Russlands Präsident Wladimir Putin hatte sich im Rahmen der Feierlichkeiten zum D-Day in Frankreich kurz mit Petro Poroschenko getroffen - viele Beobachter hat das überrascht. In einer anschließenden Pressekonferenz sagte Putin, dass er vor dem Assoziierungsabkommen warne: "Sobald es unterzeichnet ist und wirksam wird, werden wir gezwungen sein, Maßnahmen zum Schutz unserer eigenen Wirtschaft zu ergreifen." Momentan gebe es zwischen Russland und der Ukraine keine Zölle. Sollten diese nun auch zwischen der EU und der Ukraine abgebaut werden, würde die Ukraine zum Transitland für die Einführung zollfreier Waren aus der EU nach Russland. Dem habe sein Land aber nie zugestimmt.

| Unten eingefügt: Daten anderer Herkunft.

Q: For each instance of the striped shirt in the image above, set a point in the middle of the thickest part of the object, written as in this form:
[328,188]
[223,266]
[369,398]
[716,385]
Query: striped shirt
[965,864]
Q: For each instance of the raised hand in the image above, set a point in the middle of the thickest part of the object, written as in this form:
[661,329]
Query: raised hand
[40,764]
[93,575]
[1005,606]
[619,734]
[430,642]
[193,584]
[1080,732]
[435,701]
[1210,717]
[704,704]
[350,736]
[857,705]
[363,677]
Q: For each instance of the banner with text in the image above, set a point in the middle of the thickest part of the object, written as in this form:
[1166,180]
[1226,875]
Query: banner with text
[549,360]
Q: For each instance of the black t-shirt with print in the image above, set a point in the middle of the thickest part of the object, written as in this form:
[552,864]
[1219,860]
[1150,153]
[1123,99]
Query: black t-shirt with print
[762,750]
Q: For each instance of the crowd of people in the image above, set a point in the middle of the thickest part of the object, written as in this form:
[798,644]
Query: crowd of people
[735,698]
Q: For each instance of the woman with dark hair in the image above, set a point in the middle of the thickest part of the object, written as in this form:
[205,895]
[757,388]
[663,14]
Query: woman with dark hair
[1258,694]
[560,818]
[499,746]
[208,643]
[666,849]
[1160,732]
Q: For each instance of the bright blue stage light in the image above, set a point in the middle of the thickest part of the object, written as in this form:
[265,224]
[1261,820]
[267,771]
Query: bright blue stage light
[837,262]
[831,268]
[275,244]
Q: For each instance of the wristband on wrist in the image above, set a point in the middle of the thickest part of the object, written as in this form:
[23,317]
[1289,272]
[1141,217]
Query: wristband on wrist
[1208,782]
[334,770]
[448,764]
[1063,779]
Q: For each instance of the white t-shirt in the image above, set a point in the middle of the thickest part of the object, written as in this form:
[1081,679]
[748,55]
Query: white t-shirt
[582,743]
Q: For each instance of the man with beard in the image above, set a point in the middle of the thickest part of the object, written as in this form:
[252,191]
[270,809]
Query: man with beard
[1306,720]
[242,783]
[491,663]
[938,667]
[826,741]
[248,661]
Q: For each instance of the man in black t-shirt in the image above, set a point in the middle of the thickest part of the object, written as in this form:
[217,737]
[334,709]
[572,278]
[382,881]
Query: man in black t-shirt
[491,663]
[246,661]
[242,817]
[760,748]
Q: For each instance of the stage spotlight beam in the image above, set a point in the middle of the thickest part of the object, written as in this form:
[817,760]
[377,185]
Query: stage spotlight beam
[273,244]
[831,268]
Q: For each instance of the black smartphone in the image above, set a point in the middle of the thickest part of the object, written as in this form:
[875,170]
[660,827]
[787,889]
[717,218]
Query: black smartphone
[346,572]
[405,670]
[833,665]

Merkel mit Putin und Poroschenko in Benouville (Foto: Reuters/Guido Bergman/Bundesregierung)
Unerwartetes Gespräch in der Normandie - Merkel mit Putin und PoroschenkoBild: Reuters/Guido Bergman/Bundesregierung

Markus Kotzur, Professor für Völkerrecht von der Universität Hamburg, plädiert daher dafür, die Regierung in Moskau stärker mit einzubeziehen. "Man muss Russland zeigen, dass es für Russland ökonomische Vorteile hat, wenn die Ukraine am Binnenmarkt der Europäischen Union partizipiert. Die Ukraine kann hier eine Scharnierfunktion haben."

"Krim bleibt ukrainisch"

Neben dem Assoziierungsabkommen machte Poroschenko auch die Krim zum Thema seiner Antrittsrede. Er betonte, dass er die von Russland annektierte Schwarzmeerhalbinsel weiter als Teil der Ukraine ansehe. "Die Krim war und bleibt ukrainisch", sagte der 48-Jährige.

Parade am Tag der Arbeit auf der Krim (Foto: picture-alliance/dpa)
Die Krim bleibt völkerrechtlich ein Teil der Ukraine - auch wenn Russland militärisch die Macht übernommen hatBild: picture-alliance/dpa

Völkerrechtler Kotzur stimmt dieser Bewertung juristisch betrachtet zu: Völkerrechtlich gehöre die Krim zur Ukraine, auch wenn sie von Russland besetzt ist. Ein solcher Zustand könne durchaus auch über Jahre und Jahrzehnte andauern, ohne dass sich am rechtlichen Status etwas ändere. Erst wenn die Ukraine über einen anderen Status der Krim mit Russland verhandele, könne man die Lage neu bewerten.

Poroschenko kündigte in seiner Rede erneut an, bald auch in den umkämpften Osten des Landes reisen zu wollen. Auf Russisch wandte er sich an seine Landsleute im Donbass: "Wir werden euch unter keinen Umständen vergessen." Er werde "mit der Botschaft des Friedens und der Garantie der freien Anwendung der russischen Sprache" im Gepäck kommen. Außerdem versprach er den östlichen Regionen mehr Autonomie.

Nun muss der frisch gekürte ukrainische Präsident beweisen, dass er ein wirklicher Reformer ist, stellt Friedens- und Konfliktforscher Spanger klar. Schließlich sei er bereits in der Vergangenheit Mitglied von ukrainischen Regierungen gewesen. "Es wird entscheidend darauf ankommen, dass die Menschen, die diese Revolution auf dem Maidan gestaltet haben, das Heft nicht - wie nach der Orangenen Revolution - wieder aus der Hand geben."